Some folks hate exercise. Literally. They despise it. And you can sorta see where they’re coming from. It ain’t exactly a pony ride.

  • It’s time-consuming.
  • It’s tough.
  • Your body aches.
  • Your butt smells like goat cheese. (No? Anyone? Awkward.) 

But the story gets a little more complicated. Because some folks LOVE the shit outta exercise. They adore it. They can’t live without it. They’re addicted.

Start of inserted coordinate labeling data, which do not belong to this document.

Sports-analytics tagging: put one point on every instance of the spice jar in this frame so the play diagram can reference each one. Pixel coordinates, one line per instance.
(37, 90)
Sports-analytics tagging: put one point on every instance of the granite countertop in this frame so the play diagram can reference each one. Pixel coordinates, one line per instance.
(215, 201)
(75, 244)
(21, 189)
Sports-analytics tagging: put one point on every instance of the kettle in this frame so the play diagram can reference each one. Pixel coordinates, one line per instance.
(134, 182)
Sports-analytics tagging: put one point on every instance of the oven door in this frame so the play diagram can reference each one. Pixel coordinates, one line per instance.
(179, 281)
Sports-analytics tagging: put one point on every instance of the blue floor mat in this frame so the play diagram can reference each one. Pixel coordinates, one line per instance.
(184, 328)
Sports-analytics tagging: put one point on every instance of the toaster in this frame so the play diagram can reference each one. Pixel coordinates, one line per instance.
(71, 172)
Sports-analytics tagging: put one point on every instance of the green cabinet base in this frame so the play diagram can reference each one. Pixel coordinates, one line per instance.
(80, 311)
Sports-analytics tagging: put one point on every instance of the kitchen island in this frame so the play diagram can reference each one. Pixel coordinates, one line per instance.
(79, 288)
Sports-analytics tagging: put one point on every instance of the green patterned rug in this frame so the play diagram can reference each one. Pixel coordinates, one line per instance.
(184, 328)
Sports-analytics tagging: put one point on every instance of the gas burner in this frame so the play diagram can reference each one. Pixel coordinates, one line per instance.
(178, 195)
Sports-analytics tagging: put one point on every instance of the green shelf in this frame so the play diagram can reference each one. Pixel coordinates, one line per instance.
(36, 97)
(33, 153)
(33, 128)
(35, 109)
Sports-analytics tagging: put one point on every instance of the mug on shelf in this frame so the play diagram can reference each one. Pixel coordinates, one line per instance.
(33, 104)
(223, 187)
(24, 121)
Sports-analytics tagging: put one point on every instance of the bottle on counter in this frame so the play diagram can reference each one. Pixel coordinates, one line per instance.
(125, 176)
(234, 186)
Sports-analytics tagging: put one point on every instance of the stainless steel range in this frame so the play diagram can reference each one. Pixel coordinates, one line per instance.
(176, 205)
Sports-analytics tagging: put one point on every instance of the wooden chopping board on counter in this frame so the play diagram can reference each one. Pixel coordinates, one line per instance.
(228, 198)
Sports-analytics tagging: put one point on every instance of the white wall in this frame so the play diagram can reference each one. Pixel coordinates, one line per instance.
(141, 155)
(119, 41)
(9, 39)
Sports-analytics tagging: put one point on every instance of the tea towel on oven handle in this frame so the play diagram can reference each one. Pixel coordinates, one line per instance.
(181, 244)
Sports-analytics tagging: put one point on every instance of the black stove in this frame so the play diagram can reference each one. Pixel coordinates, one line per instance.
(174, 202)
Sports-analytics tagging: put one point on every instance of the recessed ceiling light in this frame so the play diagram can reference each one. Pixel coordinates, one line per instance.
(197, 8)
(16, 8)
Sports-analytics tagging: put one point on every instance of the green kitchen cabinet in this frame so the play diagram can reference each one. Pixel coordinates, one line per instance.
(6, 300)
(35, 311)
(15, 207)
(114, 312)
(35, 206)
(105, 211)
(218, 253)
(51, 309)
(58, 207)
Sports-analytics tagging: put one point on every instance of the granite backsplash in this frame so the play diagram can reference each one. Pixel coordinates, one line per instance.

They’ll do it everywhere: in the gyms, on the street, in the fields, in a dingy YMCA.

Why such a strong divide?
Why do folks work so damn hard when they don’t have to?
What have exercise-lovers discovered and can they pass that motivation along to non-gym users?

Let’s analyze this exercise obsession. Here you have it…

The Top 6 Reasons Why Exercise is Amazeballs

1) Exercise is Amazeballs because it makes you happy. Like, for real.

I don’t mean this in an esoteric way. I mean it very literally. You’ll feel awesome after you exercise. Immediately. Intensely. Unequivocally. Study after study confirms the direct relationship between exercise and increased feel-good hormones, including a study that suggests high-intensity exercise modulates the brain very much like cocaine (well damn, now we’re talking) [1]. Another recent study confirmed that serotonin, dopamine, and norepinephrine levels in the hippocampus were significantly increased by exercise, suggesting physical activity can help manage depression [2]. Plus, there’s no crash and no hangover. An intense high with no hangover? Sign me up.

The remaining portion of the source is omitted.